Such Wondrous Love!



"This is how we know what love is: Jesus Christ laid down His life for us" (I John 3:16). "How great is the love the Father has lavished on us, that we should be called children of God!" (I John 3:1). "This is how God showed His love among us: He sent His one and only Son into the world that we might live through Him. This is love: not that we loved God, but that He loved us and sent His Son as an atoning sacrifice for our sins" (I John 4: 9, 10).

Earlier this year I learned about a woman diagnosed with a rare form of lung cancer who had need of light meals to be brought into her home. Except for getting radiation treatments and chemo therapy at the cancer clinic Mary Lou was homebound making the sofa in her living room her daily recuperation bed month after month.

I began visiting Mary Lou in February of this year. I took over light meals and spent time talking to her. She was in obvious physical discomfort, but I also sensed that there was a pressing spiritual need. I talked to her about Jesus and learned that she had become very angry with God 48 years earlier when she was just 12 years old. A jolting loss in her life had caused her anger to turn to bitterness over the years and Mary Lou turned her back on God.

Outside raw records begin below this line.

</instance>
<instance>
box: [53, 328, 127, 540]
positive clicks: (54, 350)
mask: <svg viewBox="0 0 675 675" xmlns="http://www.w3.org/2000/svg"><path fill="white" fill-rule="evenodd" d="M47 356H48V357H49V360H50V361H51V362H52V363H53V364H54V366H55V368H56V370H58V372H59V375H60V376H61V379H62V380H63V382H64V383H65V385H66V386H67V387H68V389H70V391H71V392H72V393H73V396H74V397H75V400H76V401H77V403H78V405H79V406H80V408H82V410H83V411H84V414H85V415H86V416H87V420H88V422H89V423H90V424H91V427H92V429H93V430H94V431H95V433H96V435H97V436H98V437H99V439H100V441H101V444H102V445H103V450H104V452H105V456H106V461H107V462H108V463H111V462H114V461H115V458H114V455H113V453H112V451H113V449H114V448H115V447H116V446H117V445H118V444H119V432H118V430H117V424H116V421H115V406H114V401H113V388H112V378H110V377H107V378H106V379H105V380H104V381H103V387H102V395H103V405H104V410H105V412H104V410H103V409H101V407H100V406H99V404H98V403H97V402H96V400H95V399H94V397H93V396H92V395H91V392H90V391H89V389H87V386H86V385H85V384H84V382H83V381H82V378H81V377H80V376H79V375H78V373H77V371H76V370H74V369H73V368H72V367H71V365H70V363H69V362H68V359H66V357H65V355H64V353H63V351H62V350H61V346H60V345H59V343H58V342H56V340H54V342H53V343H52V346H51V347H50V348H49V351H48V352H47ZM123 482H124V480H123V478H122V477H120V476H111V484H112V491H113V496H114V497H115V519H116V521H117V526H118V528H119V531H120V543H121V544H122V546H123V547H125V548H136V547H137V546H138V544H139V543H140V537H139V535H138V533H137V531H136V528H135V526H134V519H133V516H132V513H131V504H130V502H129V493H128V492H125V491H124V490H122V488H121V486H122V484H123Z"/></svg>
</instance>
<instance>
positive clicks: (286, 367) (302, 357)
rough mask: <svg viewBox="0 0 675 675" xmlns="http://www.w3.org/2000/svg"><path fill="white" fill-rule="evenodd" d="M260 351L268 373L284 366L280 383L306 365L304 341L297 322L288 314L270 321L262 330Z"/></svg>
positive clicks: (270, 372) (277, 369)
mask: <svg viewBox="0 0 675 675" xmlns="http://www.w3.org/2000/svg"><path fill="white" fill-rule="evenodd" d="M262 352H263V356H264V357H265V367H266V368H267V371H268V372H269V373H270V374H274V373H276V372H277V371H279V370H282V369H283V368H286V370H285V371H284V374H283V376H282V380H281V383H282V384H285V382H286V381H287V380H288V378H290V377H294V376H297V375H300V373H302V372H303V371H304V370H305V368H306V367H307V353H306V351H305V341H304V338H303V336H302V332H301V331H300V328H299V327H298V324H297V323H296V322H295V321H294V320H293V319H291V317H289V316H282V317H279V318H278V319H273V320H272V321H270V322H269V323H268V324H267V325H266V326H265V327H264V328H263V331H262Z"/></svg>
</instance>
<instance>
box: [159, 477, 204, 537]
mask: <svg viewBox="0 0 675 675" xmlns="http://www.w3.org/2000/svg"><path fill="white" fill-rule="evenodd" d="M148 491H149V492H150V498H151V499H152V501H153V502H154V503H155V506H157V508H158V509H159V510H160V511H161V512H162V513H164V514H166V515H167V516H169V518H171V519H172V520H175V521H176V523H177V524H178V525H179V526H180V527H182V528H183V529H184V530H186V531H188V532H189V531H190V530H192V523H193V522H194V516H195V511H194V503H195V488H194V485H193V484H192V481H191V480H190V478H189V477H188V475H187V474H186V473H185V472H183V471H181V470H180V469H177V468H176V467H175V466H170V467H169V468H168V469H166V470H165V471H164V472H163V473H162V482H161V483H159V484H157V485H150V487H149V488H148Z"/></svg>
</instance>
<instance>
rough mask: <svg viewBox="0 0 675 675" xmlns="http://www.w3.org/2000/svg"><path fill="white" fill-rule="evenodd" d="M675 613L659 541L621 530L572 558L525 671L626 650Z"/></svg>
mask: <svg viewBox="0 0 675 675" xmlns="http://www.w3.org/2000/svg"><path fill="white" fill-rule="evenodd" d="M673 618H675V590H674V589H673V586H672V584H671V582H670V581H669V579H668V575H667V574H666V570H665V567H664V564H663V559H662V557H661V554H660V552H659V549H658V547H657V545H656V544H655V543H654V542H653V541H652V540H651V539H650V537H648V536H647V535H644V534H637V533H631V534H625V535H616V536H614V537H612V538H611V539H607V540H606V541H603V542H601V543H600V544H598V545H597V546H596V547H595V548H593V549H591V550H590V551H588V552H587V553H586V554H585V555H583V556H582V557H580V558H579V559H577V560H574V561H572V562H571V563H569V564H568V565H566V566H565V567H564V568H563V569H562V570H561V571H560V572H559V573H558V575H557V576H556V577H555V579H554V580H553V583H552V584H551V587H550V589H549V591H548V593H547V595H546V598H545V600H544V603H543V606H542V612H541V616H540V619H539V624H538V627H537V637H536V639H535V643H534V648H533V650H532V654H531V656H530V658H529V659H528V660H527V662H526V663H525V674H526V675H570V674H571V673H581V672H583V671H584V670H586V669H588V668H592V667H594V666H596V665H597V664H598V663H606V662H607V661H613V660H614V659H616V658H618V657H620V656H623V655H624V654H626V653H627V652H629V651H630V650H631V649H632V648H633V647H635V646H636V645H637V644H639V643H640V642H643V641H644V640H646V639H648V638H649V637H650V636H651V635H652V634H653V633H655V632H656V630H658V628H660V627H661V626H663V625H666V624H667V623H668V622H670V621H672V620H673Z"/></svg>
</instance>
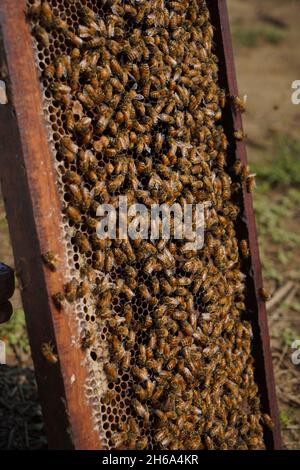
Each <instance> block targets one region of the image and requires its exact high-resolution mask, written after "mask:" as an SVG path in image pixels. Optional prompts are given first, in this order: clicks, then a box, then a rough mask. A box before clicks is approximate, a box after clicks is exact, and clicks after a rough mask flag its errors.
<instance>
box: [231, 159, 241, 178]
mask: <svg viewBox="0 0 300 470" xmlns="http://www.w3.org/2000/svg"><path fill="white" fill-rule="evenodd" d="M242 170H243V164H242V162H241V160H240V159H237V160H236V161H235V162H234V165H233V171H234V173H235V174H236V175H241V173H242Z"/></svg>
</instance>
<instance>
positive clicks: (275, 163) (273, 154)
mask: <svg viewBox="0 0 300 470" xmlns="http://www.w3.org/2000/svg"><path fill="white" fill-rule="evenodd" d="M274 142H275V143H274V152H273V154H272V155H271V156H270V157H269V158H268V159H267V160H266V161H264V162H263V164H262V163H261V162H257V163H253V165H252V169H253V171H254V172H256V173H257V177H258V182H263V183H265V184H266V183H267V184H268V185H270V186H273V187H274V186H276V187H278V186H281V187H286V188H291V187H293V188H297V187H299V185H300V158H299V154H300V141H298V140H296V139H293V138H292V137H290V136H289V135H286V134H275V136H274ZM264 189H266V188H264ZM292 195H293V198H294V199H297V201H298V202H299V201H300V191H299V189H298V190H297V189H296V191H294V192H293V193H292Z"/></svg>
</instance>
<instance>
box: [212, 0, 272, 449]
mask: <svg viewBox="0 0 300 470" xmlns="http://www.w3.org/2000/svg"><path fill="white" fill-rule="evenodd" d="M208 6H209V8H210V13H211V18H212V23H213V25H214V27H215V36H214V38H215V47H216V55H217V56H218V58H219V69H220V77H219V81H220V85H221V86H222V87H223V88H224V89H225V90H226V91H227V92H228V95H229V96H237V95H238V87H237V81H236V72H235V64H234V56H233V48H232V40H231V34H230V26H229V18H228V11H227V4H226V0H209V1H208ZM223 124H224V128H225V131H226V134H227V136H228V140H229V144H230V151H229V158H231V161H234V160H235V159H237V158H240V159H241V160H242V162H243V164H244V165H247V153H246V145H245V142H244V141H235V139H234V138H233V132H234V131H235V130H240V129H242V127H243V126H242V117H241V113H240V112H239V111H237V110H236V109H235V107H234V106H233V105H232V102H230V101H228V103H227V106H226V109H225V116H224V122H223ZM239 202H240V204H241V206H242V209H243V220H242V221H240V223H239V226H238V235H239V237H240V238H241V239H245V238H246V239H248V240H249V248H250V252H251V259H250V260H249V265H248V269H247V301H246V304H247V308H248V310H249V312H250V315H249V318H247V319H249V320H250V321H251V322H252V324H253V330H254V357H255V373H256V374H255V375H256V381H257V383H258V385H259V388H260V393H261V400H262V406H263V409H264V412H266V413H269V414H270V415H271V417H272V419H273V422H274V429H273V430H272V431H270V430H266V431H265V441H266V445H267V448H269V449H276V450H279V449H280V448H281V436H280V425H279V413H278V406H277V400H276V392H275V381H274V374H273V364H272V356H271V349H270V339H269V331H268V320H267V313H266V306H265V302H264V301H263V300H262V298H261V296H260V295H259V292H260V289H261V288H262V286H263V280H262V272H261V263H260V258H259V249H258V243H257V232H256V223H255V217H254V211H253V204H252V195H251V194H249V193H248V191H247V188H246V184H244V185H243V200H242V201H239Z"/></svg>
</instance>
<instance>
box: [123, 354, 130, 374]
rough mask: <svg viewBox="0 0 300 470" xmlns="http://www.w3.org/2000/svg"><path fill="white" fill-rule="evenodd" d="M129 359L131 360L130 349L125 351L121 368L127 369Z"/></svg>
mask: <svg viewBox="0 0 300 470" xmlns="http://www.w3.org/2000/svg"><path fill="white" fill-rule="evenodd" d="M130 361H131V353H130V351H126V353H125V355H124V357H123V359H122V369H125V370H128V369H129V367H130Z"/></svg>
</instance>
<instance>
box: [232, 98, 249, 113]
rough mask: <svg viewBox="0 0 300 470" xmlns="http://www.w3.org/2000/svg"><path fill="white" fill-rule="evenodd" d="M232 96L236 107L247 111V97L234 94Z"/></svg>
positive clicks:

During my months of immobility due to my broken ankle I lost touch with Mary Lou, but I went to visit her a couple of weeks ago and saw an immediate change in her countenance. Bibles were sitting on her coffee table and she had a bookmarked copy of a Christian book she was reading. Our conversation flowed and she told me that she had asked God back into her life and asked Him to forgive her. He had restored her joy and peace. But the one thing she couldn't fully comprehend is how God could love her so much that He would give up His only Son to come to this world and die for her sins.

Our warm conversation refreshed my spirit and reminded me that I often take God's redemptive and inexhaustible love for granted. I read the following message from an article by Regis Nicoll that especially deals with the subject of God's inexhaustible love:

"At the heart of love is other-centeredness. From small acts of kindness to the laying down of life for another, love is lived out and authenticated through personal sacrifice. It is thus, in the Incarnation, that we find the highest expression of divine love. For there we find a God who refused to exempt Himself from the stinging injustice of a world gone wrong. For a brief moment in history, God set aside His omnipotence to be the Son of Man—the Advocate who presents God to man and man to God.

Making Himself as one of us, God invaded the world, not as sovereign king but as a helpless infant. Associating with the downcast and outcast and ministering to the least and the last, He was shunned by His brothers, rejected by His countrymen, convicted on phony charges, tried by an illegitimate assembly, sentenced to an unjust death, spat upon, beaten, cursed, scourged, nailed to a tree, and, crying out in anguish, killed in infamy with common criminals as the hand of his Father was withheld. If anyone knows, from first-hand experience, about injustice it is He.

Because He walked in our shoes, He is the only deity who can understand our pain, sympathize with our suffering, and be patient with our questioning hearts. The Incarnation is the shocking and irrefutable display of inexhaustible Love."

Mary Lou and I sat together and discussed how impossible it is to fully understand this kind of inexhaustible love the Father has for His creation. In fact it made her weep as she realized how gracious God is to forgive her 48 years of walking away from this incredible love she had once known as a young girl. We can't fully understand it, but by faith we can accept it! I hope you have done so today.

Be encouraged today,

Stephen & Brooksyne Weber

Daily Prayer: Father, we ask that out of Your glorious riches that You might strengthen your children with power through Your Spirit in their inner beings, so that Christ may dwell in their hearts through faith. We pray that they, being rooted and established in love, may have power together with all the saints to grasp how wide and long and high and deep is the love of Christ, and to know this love that surpasses knowledge that they may be filled to the measure of all the fullness of God. In the precious name of Your Son, Jesus, we pray. Amen.